Prep 10 mins
Cook 15 mins
From EatingWell: July/August 2008 -- Bountiful summer vegetables - zucchini, summer squash, fresh tomatoes - are quickly sautéed with protein-rich white beans and topped with Parmesan for a hearty dish. This sauté is endlessly versatile and works well with eggplant, peppers or corn. Serve with: Brown rice or bulgur. (1 Carbohydrate Serving. Exchanges: 1 starch, 2 vegetable, 1 plant-based protein, 1 fat)
- 1 tablespoon extra-virgin olive oil
- 1 medium onion, halved and sliced
- 2 garlic cloves, minced
- 1 medium zucchini, halved lengthwise and sliced
- 1 medium summer squash, halved lengthwise and sliced
- 1 tablespoon chopped fresh oregano or 1 teaspoon dried oregano
- 1⁄4 teaspoon salt
- 1⁄4 teaspoon fresh ground pepper
- 1 (15 -19 ounce) can cannellini beans (see Tip) or 1 (15 -19 ounce) can great northern beans, rinsed (see Tip)
- 2 medium tomatoes, chopped
- 1 tablespoon red wine vinegar
- 1⁄3 cup finely shredded parmesan cheese
- Heat oil in a large nonstick skillet over medium heat. Add onion and garlic and cook, stirring, until beginning to soften, about 3 minutes.
- Add zucchini, summer squash, oregano, salt and pepper and stir to combine. Reduce heat to low, cover and cook, stirring once, until the vegetables are tender-crisp, 3 to 5 minutes.
- Stir in beans, tomatoes and vinegar; increase heat to medium and cook, stirring, until heated through, about 2 minutes.
- Remove from the heat and stir in Parmesan.

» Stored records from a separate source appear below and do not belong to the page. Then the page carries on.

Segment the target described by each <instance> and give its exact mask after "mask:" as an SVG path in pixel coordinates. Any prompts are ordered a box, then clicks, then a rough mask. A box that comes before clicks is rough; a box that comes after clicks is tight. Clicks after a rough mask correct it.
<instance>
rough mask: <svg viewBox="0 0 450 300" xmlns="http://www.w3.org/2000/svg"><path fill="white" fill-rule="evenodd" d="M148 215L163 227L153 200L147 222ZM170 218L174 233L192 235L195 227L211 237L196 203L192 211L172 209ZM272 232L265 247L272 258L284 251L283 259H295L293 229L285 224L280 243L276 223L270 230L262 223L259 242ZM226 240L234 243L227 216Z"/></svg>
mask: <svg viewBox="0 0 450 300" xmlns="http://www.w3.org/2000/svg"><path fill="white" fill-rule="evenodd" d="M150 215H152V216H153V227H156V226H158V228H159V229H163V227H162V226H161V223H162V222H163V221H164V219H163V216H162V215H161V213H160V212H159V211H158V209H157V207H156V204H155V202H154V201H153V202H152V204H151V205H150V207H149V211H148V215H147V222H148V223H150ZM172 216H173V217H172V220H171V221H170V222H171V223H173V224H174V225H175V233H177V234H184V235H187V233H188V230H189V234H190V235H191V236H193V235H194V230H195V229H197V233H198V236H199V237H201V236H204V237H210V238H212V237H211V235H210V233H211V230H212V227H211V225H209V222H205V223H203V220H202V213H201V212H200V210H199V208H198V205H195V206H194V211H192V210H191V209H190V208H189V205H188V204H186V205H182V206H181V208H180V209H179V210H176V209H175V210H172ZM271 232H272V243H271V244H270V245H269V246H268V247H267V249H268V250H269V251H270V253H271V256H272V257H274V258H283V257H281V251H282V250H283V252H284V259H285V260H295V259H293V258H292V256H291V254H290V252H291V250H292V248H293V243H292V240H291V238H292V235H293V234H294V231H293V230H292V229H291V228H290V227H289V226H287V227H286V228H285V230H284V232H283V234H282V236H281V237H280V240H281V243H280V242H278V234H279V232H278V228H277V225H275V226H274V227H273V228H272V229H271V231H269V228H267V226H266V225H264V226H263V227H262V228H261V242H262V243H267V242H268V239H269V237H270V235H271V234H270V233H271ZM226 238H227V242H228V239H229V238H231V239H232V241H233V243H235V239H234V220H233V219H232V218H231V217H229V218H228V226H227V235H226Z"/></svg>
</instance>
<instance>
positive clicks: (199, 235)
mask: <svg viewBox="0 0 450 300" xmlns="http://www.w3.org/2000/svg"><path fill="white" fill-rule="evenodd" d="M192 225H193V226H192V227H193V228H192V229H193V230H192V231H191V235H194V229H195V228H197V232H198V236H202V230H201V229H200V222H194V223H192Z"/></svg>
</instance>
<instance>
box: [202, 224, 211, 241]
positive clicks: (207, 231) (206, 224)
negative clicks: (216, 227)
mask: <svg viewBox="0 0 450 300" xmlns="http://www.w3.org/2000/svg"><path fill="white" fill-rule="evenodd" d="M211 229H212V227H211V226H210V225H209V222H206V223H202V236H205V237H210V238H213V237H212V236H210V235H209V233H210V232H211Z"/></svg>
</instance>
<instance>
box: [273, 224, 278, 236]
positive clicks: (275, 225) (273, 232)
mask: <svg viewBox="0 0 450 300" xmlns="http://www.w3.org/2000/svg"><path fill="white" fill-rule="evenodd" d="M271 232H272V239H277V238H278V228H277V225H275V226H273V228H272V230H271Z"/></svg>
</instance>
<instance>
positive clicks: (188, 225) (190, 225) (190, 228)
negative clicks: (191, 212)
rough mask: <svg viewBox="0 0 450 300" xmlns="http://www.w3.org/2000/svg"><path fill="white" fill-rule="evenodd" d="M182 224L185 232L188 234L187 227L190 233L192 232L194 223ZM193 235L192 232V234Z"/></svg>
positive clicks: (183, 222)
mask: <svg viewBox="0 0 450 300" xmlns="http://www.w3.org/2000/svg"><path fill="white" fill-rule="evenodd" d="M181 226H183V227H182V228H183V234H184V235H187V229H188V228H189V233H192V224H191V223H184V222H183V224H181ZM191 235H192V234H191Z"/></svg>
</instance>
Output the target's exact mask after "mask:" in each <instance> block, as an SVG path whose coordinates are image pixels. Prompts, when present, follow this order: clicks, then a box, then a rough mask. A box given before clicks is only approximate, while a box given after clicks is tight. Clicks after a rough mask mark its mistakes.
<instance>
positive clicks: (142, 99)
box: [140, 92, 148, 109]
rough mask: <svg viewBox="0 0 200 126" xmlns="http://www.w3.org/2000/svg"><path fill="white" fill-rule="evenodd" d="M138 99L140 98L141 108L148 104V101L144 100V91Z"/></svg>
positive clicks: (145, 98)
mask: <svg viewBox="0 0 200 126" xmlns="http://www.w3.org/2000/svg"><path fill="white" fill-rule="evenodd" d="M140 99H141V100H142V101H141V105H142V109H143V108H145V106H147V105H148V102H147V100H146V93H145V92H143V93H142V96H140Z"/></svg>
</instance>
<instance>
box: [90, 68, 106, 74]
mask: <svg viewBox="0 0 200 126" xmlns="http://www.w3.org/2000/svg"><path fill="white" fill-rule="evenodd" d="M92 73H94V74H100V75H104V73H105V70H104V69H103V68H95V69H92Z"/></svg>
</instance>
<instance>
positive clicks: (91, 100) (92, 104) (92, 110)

- Serve with: Brown rice or bulgur.
- TIP: While we love the convenience of canned beans, they tend to be high in sodium. Give them a good rinse before adding to a recipe to rid them of some of their sodium (up to 35 percent) or opt for low-sodium or no-salt-added varieties. Or, if you have the time, cook your own beans from scratch.
I made it just like the recipe said, and served it over brown Basmati rice. It was quick, easy and fabulous!